Cassidy’s candid sharing in Men In White Suits, a book about Liverpool players in the 1990s, revealed an insight into his mental health after he left Liverpool.

“You lose what you had before. When you play football, it masks a multitude of problems. You get up every day, you’ve got that drive and happiness, a routine,” he told journalist and author Simon Hughes.

“You swipe that away and you’re left with frustration. You’re left with a lot of unused energy because your body is used to blood running through it. It can be very destructive. It feels like you’re floating or drifting along with no purpose.”

While footballers like Gerrard and Carragher went on to become Liverpool icons etched in club folklore with their playing exploits and trophy-laden careers, others like Cassidy dropped out of the professional football system at various stages of their careers, shutting the door on their dreams overnight.

The English Football Association estimated in 2023 that of the 1.5 million youth footballers in England, only around 180 or 0.012 per cent of them may make the grade as a professional in the Premier League.

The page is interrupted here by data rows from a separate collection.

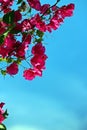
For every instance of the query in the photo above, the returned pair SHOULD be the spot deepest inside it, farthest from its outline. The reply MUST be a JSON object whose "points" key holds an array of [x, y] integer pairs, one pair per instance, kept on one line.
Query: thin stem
{"points": [[50, 8]]}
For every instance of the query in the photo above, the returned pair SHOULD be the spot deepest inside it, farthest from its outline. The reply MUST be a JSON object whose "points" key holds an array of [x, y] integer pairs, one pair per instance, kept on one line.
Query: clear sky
{"points": [[58, 100]]}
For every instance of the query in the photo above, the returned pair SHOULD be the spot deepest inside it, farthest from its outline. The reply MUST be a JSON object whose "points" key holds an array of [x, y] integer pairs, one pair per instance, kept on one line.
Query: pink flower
{"points": [[35, 4], [12, 69], [39, 23], [30, 74], [26, 25], [1, 112], [1, 118], [38, 49], [44, 8], [17, 16]]}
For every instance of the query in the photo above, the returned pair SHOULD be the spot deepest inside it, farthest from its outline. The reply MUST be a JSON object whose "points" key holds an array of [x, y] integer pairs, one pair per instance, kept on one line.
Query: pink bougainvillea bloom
{"points": [[26, 39], [66, 11], [35, 4], [29, 74], [44, 9], [26, 25], [39, 23], [3, 51], [38, 49], [9, 42], [1, 118], [17, 16], [2, 104], [12, 69], [1, 112]]}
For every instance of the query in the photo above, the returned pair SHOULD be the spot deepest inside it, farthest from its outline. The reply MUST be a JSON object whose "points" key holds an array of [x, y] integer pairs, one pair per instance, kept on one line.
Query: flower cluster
{"points": [[3, 114], [21, 38]]}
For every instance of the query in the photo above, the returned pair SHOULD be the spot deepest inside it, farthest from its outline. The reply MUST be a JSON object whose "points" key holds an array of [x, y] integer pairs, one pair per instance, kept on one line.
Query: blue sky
{"points": [[58, 100]]}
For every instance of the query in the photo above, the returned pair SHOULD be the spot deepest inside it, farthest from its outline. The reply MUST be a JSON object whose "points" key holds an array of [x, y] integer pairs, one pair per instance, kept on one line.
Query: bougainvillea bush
{"points": [[23, 24], [29, 21]]}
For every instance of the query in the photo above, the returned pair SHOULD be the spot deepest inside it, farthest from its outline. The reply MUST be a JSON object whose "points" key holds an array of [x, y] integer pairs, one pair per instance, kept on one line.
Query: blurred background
{"points": [[58, 100]]}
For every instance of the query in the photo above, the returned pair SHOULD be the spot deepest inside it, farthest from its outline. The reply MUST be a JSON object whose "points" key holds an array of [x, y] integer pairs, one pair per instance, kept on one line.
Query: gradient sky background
{"points": [[58, 100]]}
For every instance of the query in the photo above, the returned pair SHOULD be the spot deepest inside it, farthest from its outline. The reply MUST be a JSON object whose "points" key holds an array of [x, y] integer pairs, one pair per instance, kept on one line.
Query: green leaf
{"points": [[5, 114], [2, 127], [9, 17], [38, 40], [3, 72], [18, 61], [19, 1], [39, 33]]}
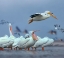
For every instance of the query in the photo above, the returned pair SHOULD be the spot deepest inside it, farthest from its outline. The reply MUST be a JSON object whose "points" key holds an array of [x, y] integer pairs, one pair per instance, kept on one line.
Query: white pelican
{"points": [[50, 41], [41, 16], [32, 40], [6, 41], [40, 42]]}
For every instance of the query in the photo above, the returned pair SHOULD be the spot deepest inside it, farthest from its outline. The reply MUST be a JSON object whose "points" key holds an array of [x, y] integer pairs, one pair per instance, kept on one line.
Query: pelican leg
{"points": [[42, 48], [30, 21], [1, 48]]}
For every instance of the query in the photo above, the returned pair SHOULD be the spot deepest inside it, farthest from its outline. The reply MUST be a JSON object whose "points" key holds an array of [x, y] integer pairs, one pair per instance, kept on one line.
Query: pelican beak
{"points": [[51, 14]]}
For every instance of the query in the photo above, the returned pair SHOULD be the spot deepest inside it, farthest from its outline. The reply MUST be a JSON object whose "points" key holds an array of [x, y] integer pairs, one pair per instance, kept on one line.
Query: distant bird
{"points": [[53, 32], [3, 22], [41, 16]]}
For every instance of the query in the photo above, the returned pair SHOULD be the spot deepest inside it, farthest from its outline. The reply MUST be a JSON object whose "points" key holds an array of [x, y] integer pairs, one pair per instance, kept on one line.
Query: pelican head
{"points": [[50, 14]]}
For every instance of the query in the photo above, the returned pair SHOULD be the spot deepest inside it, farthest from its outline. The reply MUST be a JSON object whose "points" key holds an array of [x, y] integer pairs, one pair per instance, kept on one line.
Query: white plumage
{"points": [[41, 16]]}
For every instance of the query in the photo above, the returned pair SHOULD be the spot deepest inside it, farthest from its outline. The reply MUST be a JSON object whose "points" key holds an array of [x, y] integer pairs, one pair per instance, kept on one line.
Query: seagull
{"points": [[41, 16]]}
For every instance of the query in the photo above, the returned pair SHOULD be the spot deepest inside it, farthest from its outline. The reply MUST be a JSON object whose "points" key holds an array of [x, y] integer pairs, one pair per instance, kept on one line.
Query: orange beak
{"points": [[52, 15]]}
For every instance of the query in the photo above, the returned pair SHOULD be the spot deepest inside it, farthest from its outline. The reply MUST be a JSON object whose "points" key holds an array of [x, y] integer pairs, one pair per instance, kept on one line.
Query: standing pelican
{"points": [[41, 16]]}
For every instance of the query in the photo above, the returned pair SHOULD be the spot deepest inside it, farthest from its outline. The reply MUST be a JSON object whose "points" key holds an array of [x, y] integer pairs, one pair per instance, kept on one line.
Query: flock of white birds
{"points": [[31, 40]]}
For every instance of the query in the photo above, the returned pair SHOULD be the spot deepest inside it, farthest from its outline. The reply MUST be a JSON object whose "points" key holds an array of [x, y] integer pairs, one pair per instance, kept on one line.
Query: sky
{"points": [[18, 12]]}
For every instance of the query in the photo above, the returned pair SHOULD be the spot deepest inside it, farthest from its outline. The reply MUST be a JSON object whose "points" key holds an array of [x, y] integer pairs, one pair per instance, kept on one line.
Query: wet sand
{"points": [[49, 52]]}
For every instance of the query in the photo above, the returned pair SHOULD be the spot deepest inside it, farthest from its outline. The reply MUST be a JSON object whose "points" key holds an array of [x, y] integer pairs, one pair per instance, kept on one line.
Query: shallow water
{"points": [[49, 52]]}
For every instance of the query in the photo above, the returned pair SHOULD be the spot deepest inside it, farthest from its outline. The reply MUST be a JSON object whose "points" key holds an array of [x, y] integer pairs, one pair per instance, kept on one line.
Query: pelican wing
{"points": [[35, 15]]}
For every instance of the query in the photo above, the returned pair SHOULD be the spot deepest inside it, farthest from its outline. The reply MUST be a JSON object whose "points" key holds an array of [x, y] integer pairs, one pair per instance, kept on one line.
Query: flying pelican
{"points": [[41, 16]]}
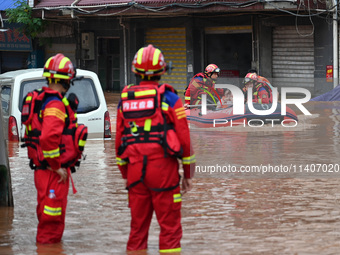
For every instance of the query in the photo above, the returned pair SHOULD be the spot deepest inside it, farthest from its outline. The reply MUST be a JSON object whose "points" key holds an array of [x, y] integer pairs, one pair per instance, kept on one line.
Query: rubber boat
{"points": [[223, 117]]}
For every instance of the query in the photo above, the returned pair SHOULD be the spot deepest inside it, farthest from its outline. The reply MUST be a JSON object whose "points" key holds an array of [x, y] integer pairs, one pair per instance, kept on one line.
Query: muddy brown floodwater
{"points": [[294, 209]]}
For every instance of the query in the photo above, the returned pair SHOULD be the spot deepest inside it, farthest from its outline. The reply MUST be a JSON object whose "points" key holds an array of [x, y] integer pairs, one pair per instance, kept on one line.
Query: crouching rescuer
{"points": [[55, 143], [152, 134]]}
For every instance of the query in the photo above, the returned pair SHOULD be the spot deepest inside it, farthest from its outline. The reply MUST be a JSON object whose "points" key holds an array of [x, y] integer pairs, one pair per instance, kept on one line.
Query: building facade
{"points": [[292, 43]]}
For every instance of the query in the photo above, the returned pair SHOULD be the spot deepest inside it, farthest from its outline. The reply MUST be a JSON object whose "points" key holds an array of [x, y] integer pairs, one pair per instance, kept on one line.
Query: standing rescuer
{"points": [[262, 92], [54, 144], [152, 133]]}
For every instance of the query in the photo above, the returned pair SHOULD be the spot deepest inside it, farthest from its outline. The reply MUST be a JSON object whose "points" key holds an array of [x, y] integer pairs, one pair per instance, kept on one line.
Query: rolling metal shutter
{"points": [[172, 42], [293, 57]]}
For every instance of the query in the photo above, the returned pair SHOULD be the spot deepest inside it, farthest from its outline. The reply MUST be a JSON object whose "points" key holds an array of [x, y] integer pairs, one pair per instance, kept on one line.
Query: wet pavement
{"points": [[296, 212]]}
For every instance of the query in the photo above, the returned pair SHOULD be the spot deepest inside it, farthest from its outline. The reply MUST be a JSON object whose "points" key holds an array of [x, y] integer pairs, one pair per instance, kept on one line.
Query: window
{"points": [[84, 89], [5, 96]]}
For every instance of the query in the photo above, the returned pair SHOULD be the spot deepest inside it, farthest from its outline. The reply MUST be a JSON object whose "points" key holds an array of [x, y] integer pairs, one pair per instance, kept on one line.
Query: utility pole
{"points": [[6, 195]]}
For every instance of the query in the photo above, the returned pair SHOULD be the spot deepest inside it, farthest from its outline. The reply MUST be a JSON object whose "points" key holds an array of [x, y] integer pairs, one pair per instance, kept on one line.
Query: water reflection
{"points": [[222, 215]]}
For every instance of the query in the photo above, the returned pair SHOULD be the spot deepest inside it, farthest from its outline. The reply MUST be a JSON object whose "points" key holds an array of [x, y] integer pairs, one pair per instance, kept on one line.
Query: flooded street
{"points": [[294, 209]]}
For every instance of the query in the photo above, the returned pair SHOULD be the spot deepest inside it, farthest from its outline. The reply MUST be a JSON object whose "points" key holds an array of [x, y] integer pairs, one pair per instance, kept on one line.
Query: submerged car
{"points": [[92, 110]]}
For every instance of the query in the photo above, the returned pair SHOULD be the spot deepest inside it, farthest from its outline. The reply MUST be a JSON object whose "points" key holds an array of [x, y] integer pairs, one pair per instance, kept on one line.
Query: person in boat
{"points": [[262, 93], [203, 83]]}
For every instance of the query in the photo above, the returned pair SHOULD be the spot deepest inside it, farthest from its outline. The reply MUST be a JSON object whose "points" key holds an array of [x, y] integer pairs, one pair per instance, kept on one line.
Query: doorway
{"points": [[232, 53], [109, 63]]}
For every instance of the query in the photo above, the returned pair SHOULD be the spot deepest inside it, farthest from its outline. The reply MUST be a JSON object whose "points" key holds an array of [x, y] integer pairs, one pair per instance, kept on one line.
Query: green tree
{"points": [[23, 14]]}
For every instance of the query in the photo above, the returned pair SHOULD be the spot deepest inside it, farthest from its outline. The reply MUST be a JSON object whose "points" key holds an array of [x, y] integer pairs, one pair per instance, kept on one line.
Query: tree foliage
{"points": [[23, 14]]}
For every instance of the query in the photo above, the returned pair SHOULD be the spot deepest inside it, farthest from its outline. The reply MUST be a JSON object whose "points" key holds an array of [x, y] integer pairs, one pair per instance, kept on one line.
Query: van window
{"points": [[87, 95], [5, 96], [84, 89]]}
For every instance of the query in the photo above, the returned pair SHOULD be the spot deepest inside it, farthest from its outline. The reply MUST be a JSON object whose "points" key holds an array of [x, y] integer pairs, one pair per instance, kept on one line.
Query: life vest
{"points": [[73, 138], [206, 88], [146, 130], [268, 87]]}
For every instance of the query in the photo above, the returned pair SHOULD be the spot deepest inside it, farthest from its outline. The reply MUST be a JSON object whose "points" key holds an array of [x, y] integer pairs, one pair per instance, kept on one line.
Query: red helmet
{"points": [[149, 61], [250, 77], [59, 67], [212, 68]]}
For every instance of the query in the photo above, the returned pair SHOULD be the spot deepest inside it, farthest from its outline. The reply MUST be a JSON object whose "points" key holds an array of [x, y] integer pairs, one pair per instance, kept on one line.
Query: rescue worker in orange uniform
{"points": [[51, 212], [204, 83], [262, 92], [151, 135]]}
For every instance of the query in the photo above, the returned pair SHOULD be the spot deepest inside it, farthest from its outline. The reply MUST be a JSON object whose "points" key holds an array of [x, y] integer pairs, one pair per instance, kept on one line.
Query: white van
{"points": [[92, 110]]}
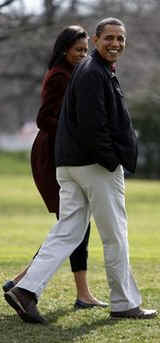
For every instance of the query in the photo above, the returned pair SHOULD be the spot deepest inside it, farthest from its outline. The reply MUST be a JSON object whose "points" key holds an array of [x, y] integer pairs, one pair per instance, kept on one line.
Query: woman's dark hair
{"points": [[65, 41], [108, 21]]}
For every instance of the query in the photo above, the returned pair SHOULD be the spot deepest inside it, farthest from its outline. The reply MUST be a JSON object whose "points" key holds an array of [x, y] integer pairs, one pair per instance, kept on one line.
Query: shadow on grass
{"points": [[15, 330]]}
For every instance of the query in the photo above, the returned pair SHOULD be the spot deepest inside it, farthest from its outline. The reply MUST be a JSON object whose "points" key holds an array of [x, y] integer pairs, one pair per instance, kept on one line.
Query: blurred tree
{"points": [[26, 41]]}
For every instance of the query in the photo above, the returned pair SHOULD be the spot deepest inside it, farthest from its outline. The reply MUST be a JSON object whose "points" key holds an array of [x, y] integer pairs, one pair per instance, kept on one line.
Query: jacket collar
{"points": [[102, 61]]}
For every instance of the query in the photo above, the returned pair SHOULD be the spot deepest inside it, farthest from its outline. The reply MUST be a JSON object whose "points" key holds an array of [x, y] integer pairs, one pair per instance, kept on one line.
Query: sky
{"points": [[35, 6]]}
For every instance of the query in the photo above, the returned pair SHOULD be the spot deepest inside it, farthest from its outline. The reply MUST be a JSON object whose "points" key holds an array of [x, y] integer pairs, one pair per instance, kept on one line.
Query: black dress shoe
{"points": [[135, 313], [25, 304], [82, 305], [8, 285]]}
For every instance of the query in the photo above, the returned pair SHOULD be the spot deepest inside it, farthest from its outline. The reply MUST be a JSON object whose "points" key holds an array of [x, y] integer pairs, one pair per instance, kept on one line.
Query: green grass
{"points": [[24, 223]]}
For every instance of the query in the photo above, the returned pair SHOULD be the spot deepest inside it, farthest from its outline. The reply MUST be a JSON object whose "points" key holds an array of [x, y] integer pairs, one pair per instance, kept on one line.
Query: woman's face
{"points": [[78, 51]]}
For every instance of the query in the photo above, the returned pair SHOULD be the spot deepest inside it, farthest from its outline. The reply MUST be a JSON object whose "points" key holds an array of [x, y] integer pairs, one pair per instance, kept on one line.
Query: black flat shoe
{"points": [[25, 304], [82, 305], [135, 313], [8, 285]]}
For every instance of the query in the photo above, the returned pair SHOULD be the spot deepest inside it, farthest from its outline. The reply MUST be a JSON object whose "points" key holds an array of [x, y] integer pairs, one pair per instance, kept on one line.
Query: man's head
{"points": [[110, 39]]}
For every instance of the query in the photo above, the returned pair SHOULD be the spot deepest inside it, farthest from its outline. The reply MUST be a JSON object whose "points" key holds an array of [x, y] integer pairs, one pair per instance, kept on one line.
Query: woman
{"points": [[70, 48]]}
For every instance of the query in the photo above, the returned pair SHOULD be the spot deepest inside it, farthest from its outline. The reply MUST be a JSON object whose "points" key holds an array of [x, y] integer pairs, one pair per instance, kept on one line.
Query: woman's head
{"points": [[71, 45]]}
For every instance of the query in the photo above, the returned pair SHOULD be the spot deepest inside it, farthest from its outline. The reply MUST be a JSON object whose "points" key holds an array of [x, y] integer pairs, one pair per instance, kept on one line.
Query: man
{"points": [[98, 139]]}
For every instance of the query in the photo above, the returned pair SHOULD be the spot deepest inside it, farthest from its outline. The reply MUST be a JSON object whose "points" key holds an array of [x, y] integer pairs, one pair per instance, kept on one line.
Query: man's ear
{"points": [[94, 39]]}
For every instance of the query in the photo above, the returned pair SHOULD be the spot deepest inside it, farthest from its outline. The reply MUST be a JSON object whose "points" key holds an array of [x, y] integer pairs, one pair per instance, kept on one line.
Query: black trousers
{"points": [[79, 257]]}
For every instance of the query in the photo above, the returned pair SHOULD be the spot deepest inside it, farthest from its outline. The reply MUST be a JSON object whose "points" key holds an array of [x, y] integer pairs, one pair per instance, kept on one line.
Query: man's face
{"points": [[111, 42]]}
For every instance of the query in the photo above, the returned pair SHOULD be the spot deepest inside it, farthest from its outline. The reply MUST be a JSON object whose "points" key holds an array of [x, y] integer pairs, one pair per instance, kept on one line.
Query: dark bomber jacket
{"points": [[94, 124]]}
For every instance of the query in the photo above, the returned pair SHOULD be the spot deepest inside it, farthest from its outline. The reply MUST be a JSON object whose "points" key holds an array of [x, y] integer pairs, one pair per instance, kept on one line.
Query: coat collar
{"points": [[107, 66]]}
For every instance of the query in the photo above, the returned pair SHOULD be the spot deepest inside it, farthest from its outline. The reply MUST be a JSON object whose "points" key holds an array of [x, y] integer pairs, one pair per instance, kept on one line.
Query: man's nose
{"points": [[115, 42]]}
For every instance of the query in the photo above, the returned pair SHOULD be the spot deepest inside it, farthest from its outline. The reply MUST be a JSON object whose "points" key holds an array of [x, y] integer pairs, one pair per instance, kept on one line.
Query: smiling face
{"points": [[78, 51], [111, 42]]}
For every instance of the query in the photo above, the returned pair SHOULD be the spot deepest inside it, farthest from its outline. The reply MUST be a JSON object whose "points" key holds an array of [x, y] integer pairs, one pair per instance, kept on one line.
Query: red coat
{"points": [[42, 154]]}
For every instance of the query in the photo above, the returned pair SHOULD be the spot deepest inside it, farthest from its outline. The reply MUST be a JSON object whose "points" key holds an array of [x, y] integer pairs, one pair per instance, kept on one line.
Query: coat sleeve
{"points": [[93, 120], [48, 115]]}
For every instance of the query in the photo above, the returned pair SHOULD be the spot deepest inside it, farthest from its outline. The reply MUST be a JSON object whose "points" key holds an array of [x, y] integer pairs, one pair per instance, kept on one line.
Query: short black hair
{"points": [[65, 40], [108, 21]]}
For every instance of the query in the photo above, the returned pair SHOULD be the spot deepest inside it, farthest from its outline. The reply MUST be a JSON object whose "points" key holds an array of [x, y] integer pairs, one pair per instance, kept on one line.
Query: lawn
{"points": [[24, 223]]}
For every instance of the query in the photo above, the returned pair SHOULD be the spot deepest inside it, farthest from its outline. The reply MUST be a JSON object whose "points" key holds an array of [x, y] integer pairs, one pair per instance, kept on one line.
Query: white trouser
{"points": [[85, 190]]}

Current Liverpool vice-captain Trent Alexander-Arnold, another home-grown Scouser who came through the local academy, in 2023 launched The After Academy, to help provide career opportunities to former youth prospects who are released by their clubs.

“I want any kid or any footballer who gets released from a football club to have somewhere to turn to,” he told the BBC, as some of these players are ill-prepared for life outside the sport that they have immersed themselves in.

The career opportunities that await these young, rejected players may still be some distance away from the glitz and glamour of the top-tier Premier League and its accompanying multi-million pound contracts.

But the hope is that they would steer them further away from the paths that some like Cassidy have chosen.